As an aside: much overlap exists between leftist wonks pedaling marxist or socialist ideology (usually vocalized by Bad Faith pod in my earbuds) and abolitionist circles, both groups with which I associate myself, but god knows the left of the former ilk is missing the love part abolitionists represent. Listen for hours and you may not hear why marxists espouse the politics they revere. 

Surely the locus of our love as abolitionists is the people whom imperialist, white supremacist, capitalist patriarchy targets (hey, bell hooks), those whom the state criminalizes. But love is infectious; it transmits to those who inflict harm the most, because they, too, are someone’s family. They are our kin. Perhaps no other social-justice orientation than abolition embodies the ethic love your enemies (Matthew 5:44–hey look, a bible reference. Weird, right?). Abolitionists remain motivated when hope loses steam because our love for the wellbeing and healing of humanity and the world endures regardless of circumstances. Apocalyptic political realities hardly hamper this love. 

If Christian language doesn’t bother you, try another New Testament reinterpretation on for size. If god is love, as I was taught, then love is god, which is to say: love is the source of all things, the end of all things, the ground of being, the connective tissue between all of us, that which gives things their thingness, existence itself. I need not sell you on the centrality of love for human relationships: small wonder, then, that it’s more nutritious sustenance for our movements. 

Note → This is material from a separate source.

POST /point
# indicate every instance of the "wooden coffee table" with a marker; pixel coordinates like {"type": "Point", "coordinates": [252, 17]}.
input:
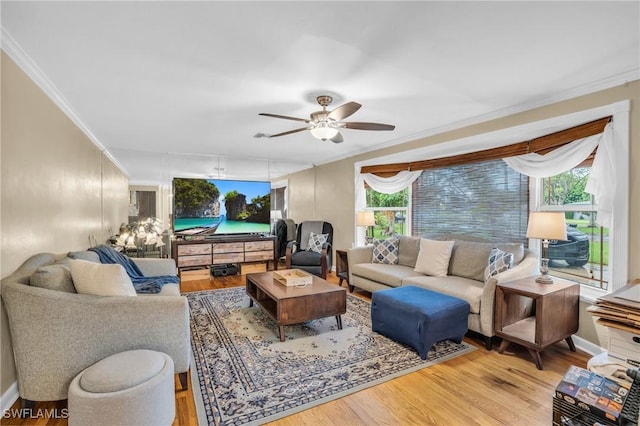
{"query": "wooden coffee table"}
{"type": "Point", "coordinates": [293, 305]}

My street medicine teachers corroborate, if not the PIC abolition part. Other than the people experiencing housing deprivation themselves, street outreach providers have the clearest view of the depths of human suffering, at least in the US. We would forgive each one for resigning from overwhelm and gloom. Street medicine sage Brett Feldman taught me that, in general, three ethics drive people into and within this work. 

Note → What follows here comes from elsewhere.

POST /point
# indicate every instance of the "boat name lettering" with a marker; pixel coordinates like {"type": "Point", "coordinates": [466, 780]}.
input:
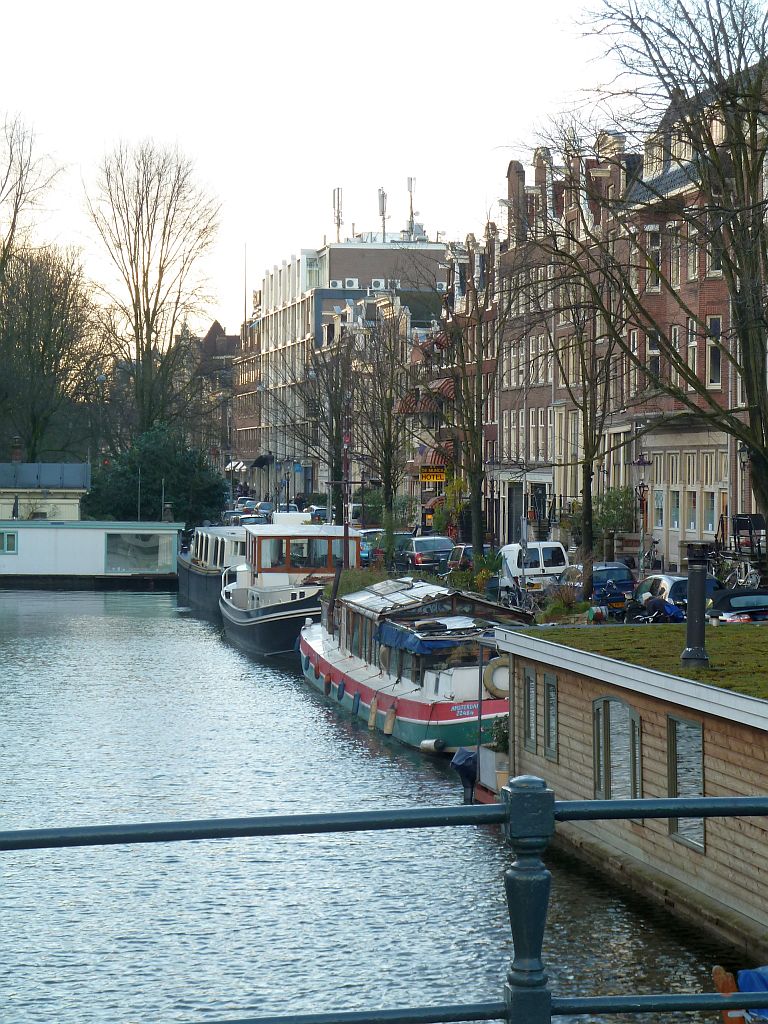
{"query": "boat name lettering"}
{"type": "Point", "coordinates": [464, 709]}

  1. First, those driven by duty: my privilege denotes responsibility for reversing the systemic causes of my unfair advantages. 

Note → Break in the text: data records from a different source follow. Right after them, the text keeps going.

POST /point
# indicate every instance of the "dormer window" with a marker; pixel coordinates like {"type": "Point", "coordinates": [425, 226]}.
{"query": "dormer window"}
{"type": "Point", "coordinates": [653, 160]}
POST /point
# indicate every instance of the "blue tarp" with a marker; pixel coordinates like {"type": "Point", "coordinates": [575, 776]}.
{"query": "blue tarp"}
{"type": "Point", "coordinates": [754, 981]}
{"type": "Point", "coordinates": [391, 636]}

  2. Second, justice: homelessness is an ethical violation that must be redressed. 

  3. Then love: tender and unyielding compassion for people in suffering embodied in solidarity. 

Most, he explains, operate from a combination of drivers: you can orient yourself on the triangle such as he did with a yellow dot in the image below. All are valid. But, in his experience, you’re more likely to prevent burnout when fueled by love because you have already made the choice once and for all: your commitment to the people victimized by structural oppression endures independent of the likelihood you will ever upend those structures altogether. This love is not paternalism, reaching down to pull someone up: it is love in solidarity, descending to the depths alongside those down below. Indeed, what else is it but love when unhoused people administer narcan to their peers or keep each other safe from police raids, for example? What if advocates, politicians, and systems leaders adopted love from the street in their work to dismantle oppressive structures? 

I know what time it is in the political calendar as I write: an election season arguably more terrifying than the last two. This may be when we need hope the most. And if my framing doesn’t resonate with your own relationship to burnout prevention, pay it no further attention. But a movement principle is not virtuous if it does not mobilize. The likelihood that Trump will succeed ought not impede us (a Biden victory repulses me barely less anyway). Love for the people who stand to lose the most from oppressive political leadership should carry us forward. And perhaps enough love will legitimize hope.